{ Prefazione }
A parte dire che anche questo, tutto sommato, è un capitolo molto tranquillo, che il blocco dello scrittore è una maledizione, e che spero non vi annoierete, non ho altro da aggiungere :3
Buona lettura!!
{ Just Like a Baby }
Capitolo X:
Fase 1: Il piano.
Non ho ancora sentito tutti i dettagli del piano, ma mi pare
particolare.
Non c’è altro modo per definirlo, dopotutto.
O se c’è, non mi viene in mente in questo momento.

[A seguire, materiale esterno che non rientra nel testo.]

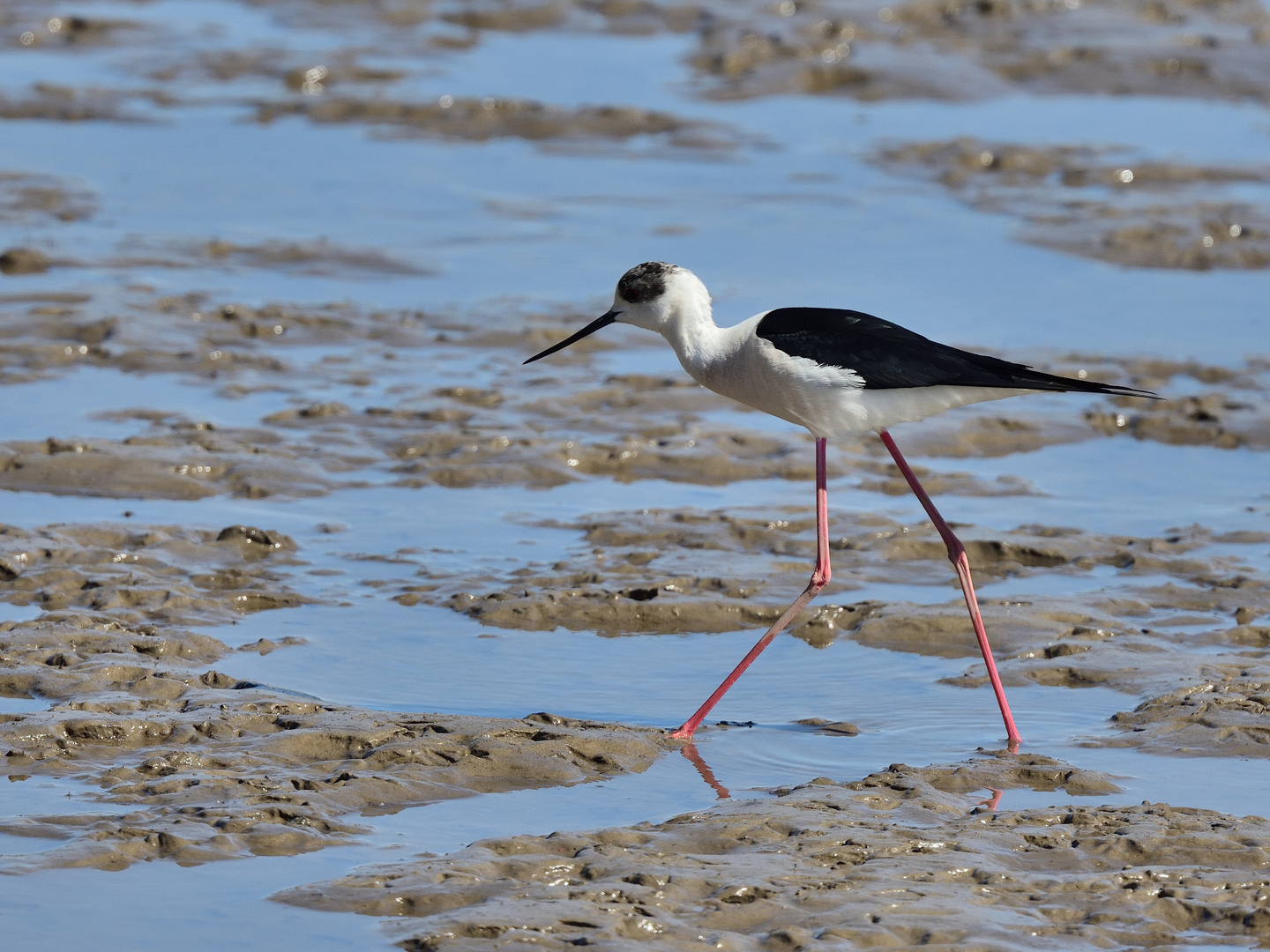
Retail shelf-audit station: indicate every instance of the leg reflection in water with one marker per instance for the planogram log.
(690, 752)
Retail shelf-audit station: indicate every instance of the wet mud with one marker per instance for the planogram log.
(905, 857)
(196, 767)
(196, 764)
(967, 51)
(175, 756)
(482, 120)
(145, 576)
(1104, 204)
(31, 197)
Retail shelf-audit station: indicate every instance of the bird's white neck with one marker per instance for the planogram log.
(696, 339)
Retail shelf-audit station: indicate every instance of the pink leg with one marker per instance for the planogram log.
(957, 555)
(819, 579)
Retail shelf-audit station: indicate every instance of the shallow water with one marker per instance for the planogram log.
(790, 211)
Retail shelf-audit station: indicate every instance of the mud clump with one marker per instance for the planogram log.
(26, 197)
(183, 462)
(1221, 718)
(57, 103)
(1102, 204)
(25, 260)
(1227, 420)
(900, 859)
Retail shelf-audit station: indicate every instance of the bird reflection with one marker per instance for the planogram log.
(993, 801)
(690, 752)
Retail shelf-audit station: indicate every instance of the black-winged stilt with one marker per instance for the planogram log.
(840, 374)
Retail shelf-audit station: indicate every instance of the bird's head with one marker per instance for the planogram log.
(651, 296)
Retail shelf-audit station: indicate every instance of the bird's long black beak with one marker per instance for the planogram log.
(589, 329)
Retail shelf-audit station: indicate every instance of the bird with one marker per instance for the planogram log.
(837, 374)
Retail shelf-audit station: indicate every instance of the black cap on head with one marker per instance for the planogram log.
(644, 282)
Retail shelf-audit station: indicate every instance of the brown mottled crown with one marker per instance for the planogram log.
(644, 282)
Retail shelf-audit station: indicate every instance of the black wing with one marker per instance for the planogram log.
(889, 357)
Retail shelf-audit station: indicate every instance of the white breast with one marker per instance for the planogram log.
(830, 401)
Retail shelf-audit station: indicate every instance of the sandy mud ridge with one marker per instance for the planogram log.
(147, 574)
(900, 859)
(918, 48)
(197, 764)
(1108, 205)
(482, 120)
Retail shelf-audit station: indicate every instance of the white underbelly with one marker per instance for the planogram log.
(832, 409)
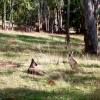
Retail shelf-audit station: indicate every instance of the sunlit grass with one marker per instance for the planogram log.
(60, 82)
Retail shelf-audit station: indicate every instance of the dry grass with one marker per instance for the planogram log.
(59, 82)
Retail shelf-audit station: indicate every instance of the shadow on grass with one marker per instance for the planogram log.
(47, 45)
(31, 94)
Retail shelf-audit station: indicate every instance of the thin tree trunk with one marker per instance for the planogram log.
(90, 35)
(11, 14)
(4, 15)
(67, 25)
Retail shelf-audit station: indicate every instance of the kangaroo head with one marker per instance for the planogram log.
(33, 63)
(70, 54)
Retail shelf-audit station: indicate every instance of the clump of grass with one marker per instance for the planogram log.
(11, 54)
(47, 50)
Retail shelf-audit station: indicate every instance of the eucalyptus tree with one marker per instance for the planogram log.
(4, 14)
(89, 10)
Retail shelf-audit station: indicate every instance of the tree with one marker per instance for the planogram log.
(67, 24)
(89, 14)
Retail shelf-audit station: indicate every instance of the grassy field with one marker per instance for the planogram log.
(60, 82)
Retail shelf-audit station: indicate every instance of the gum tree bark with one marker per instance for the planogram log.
(89, 13)
(4, 15)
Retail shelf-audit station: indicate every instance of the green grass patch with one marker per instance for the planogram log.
(59, 82)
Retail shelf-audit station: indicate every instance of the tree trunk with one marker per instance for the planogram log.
(90, 34)
(4, 15)
(67, 25)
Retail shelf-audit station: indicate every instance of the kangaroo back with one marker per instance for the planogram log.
(33, 64)
(72, 62)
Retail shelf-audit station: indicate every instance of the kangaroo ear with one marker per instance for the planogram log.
(69, 52)
(32, 60)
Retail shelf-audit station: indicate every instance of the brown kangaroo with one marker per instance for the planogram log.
(33, 70)
(36, 71)
(72, 62)
(33, 64)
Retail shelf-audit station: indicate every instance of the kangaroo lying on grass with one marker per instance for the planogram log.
(33, 70)
(72, 62)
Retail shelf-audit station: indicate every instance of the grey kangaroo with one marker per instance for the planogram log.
(72, 62)
(33, 70)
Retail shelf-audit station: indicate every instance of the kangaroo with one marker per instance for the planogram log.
(36, 71)
(33, 64)
(33, 70)
(72, 62)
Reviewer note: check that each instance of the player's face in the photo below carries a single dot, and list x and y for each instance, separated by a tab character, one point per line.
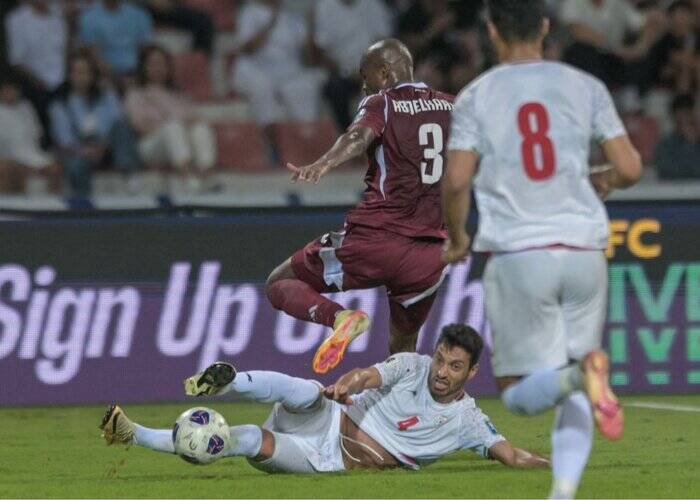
449	372
373	78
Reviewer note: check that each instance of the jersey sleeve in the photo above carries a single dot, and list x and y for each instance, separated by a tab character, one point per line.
465	133
478	434
606	121
372	113
396	367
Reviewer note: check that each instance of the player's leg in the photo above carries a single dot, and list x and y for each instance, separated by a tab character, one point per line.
412	289
246	440
405	324
584	305
296	287
295	394
301	297
302	442
529	353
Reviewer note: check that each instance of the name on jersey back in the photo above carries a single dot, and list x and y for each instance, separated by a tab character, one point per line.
421	105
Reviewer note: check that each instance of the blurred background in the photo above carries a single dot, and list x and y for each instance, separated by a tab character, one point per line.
140	104
144	199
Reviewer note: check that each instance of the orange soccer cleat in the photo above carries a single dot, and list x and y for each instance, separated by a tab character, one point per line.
606	409
348	326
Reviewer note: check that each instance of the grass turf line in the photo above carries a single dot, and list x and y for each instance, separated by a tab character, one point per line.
57	452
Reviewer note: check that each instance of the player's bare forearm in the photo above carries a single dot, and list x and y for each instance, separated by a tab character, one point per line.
350	145
517	458
625	160
353	382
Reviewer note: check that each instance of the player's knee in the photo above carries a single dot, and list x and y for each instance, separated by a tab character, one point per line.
511	401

Sospiro e mi massaggio la testa, passando la mano sinistra tra i miei capelli, ancora parzialmente bagnati dal bagno di poco fa. Se mi vede Chopper come minimo mi uccide, ma tento di non pensarci, e mi concentro sulle bistecche che sto cucinando sulle padelle sparse d’olio.
Nell’aria della postazione cucina, comincia a spandersi un profumino che non mi dispiace. Sapete che dall’odore che il cibo emana si può capire quando sono cotti a puntino? Quel vecchio rincretinito di Zeff me lo diceva sempre: “
In cucina bisogna usare tutti e cinque i sensi; se si finisce col tralasciarne uno, allora il tuo mestiere non è quello del cuoco”.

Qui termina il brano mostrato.